Le personnel souvent en grève. Et pour y trouver un lit, il faut connaître quelqu’un ou avoir le bras long comme on dit. Une expression répandue à Lomé dit qu’aller s’y soigner, c’est se rapprocher de la morgue.
Avez-vous déjà eu besoin de faire une transfusion sanguine ? On vous prescrit le nombre de pochettes de sang à acheter et vous vous rendez au centre national de transfusion sanguine. Sur place, rien ne vous indique la démarche à suivre. Les citoyens sont obligés d’attendre des heures et seuls ceux qui ont des connaissances ou des contacts sur les lieux se voient vite servis. On s’en fout de la vie des mourants ayant besoin de sang. Peut-être que c’est pour ça qu’on assimile la mort à la nuit. ET là encore elle sera vraiment longue pour notre système de santé.

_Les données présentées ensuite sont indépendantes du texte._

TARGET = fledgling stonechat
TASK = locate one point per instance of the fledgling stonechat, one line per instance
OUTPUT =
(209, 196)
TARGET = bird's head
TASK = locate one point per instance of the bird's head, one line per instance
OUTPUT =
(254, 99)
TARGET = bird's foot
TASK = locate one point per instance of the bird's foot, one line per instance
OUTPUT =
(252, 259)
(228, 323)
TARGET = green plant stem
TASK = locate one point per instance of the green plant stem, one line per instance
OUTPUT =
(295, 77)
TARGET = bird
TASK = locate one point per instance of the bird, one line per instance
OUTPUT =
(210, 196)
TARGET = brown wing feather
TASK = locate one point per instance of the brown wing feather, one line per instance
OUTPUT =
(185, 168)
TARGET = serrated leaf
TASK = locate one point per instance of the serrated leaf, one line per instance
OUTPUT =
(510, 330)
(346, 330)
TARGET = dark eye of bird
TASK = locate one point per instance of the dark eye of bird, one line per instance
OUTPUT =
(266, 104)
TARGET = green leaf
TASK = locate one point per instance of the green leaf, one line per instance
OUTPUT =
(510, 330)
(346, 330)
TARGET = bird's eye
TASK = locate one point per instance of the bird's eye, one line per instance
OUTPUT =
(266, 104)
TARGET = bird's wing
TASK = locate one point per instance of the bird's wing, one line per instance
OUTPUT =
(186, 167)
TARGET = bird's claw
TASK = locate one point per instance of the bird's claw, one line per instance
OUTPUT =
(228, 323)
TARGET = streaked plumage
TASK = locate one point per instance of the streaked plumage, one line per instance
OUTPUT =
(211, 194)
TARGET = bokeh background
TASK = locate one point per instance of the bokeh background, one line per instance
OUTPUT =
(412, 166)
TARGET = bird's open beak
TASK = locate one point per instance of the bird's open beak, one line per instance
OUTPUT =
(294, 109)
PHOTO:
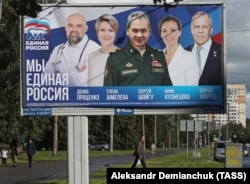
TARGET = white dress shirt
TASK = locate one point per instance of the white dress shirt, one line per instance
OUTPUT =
(183, 68)
(67, 59)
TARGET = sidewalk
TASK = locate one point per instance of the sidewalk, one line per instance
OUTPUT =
(22, 174)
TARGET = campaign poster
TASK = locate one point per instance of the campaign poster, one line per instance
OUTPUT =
(46, 33)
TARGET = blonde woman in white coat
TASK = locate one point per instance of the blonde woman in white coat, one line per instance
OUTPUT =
(182, 65)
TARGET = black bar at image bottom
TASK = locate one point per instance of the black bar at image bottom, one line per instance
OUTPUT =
(177, 175)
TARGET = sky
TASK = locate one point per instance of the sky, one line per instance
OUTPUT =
(237, 48)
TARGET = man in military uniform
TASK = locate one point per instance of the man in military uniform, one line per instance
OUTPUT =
(137, 64)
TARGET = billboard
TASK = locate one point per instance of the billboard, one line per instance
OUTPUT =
(51, 91)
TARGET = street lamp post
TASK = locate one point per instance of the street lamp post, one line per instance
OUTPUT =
(227, 118)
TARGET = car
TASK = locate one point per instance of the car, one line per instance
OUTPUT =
(245, 151)
(100, 146)
(219, 150)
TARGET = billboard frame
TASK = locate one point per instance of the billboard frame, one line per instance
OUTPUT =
(65, 111)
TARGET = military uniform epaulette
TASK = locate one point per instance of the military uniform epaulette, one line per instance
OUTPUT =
(155, 49)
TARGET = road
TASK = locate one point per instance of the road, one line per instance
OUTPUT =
(22, 174)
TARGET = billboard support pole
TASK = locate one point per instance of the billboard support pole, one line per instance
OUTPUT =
(78, 156)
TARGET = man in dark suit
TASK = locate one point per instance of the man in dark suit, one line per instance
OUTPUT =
(209, 56)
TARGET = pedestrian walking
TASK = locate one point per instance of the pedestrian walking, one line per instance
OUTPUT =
(4, 154)
(139, 153)
(13, 151)
(31, 150)
(153, 148)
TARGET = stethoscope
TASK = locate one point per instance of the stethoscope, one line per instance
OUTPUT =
(60, 53)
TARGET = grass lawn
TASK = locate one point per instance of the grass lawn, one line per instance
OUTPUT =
(180, 160)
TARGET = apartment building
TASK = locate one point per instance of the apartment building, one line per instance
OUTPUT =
(236, 107)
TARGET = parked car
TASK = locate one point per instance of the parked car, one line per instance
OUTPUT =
(245, 151)
(219, 150)
(100, 146)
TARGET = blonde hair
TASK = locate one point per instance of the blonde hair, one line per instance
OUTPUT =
(109, 19)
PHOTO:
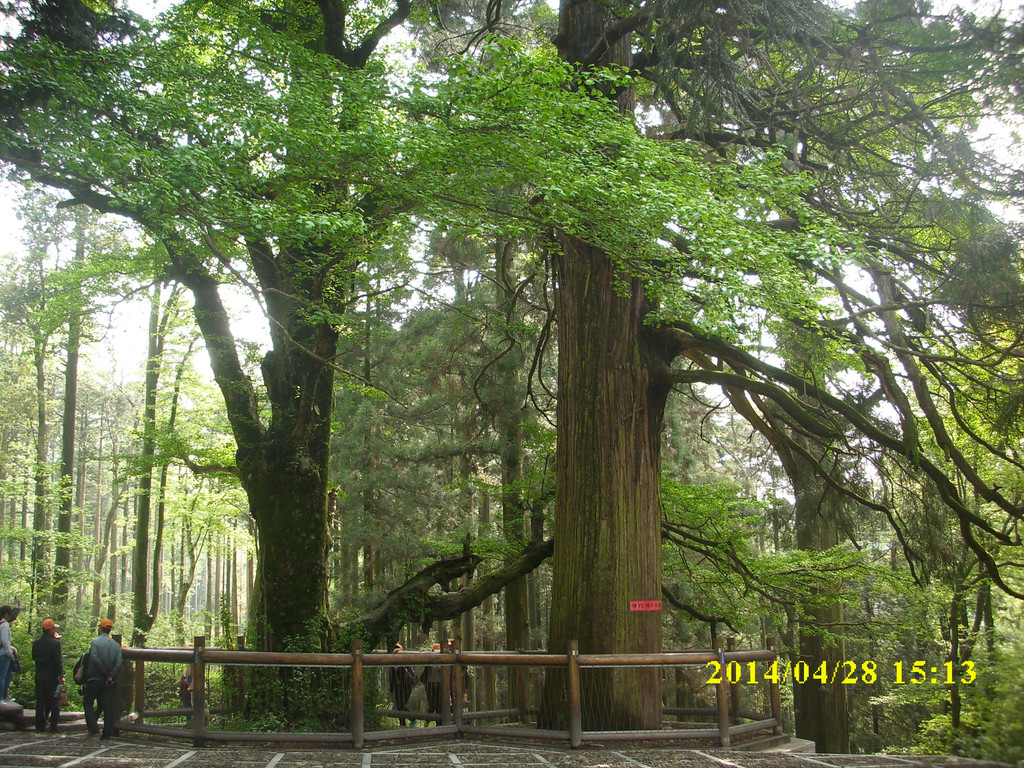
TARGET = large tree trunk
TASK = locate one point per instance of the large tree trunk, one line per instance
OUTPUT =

Pendant toute la campagne pour la présidentielle, les élèves étaient à la maison, en raison de la grève des enseignants. Un des candidats avait quand même comme affiche de campagne, une grande photo avec des élèves et le slogan était qu’avec eux ils se sentaient forts.
Dites-moi comment un président peut-il se sentir fort avec des élèves qui sont chez eux au lieu d’être en classe ?
La nuit est encore bien longue pour le système éducatif togolais.
On peut encore écrire plusieurs lignes pour montrer que la nuit semble bien longue pour la sentinelle togolaise. Jusqu’au moment où je rédige ce billet, le nombre de mandats présidentiels est illimité et l’élection présidentielle est à un seul tour.
Croire donc en une alternance au Togo, du moins par les urnes, semble être une promesse du genre « Jésus revient bientôt ». Vous imaginez depuis combien d’années cette prophétie a été faite et que les gens y croient dur comme fer. Mais rassurez-vous, pour Dieu, mille ans sont comme un jour et un jour comme mille ans.
Je laisse donc chaque Togolais apporter sa réponse quand on lui demande : « Sentinelle que dis-tu de la nuit ? »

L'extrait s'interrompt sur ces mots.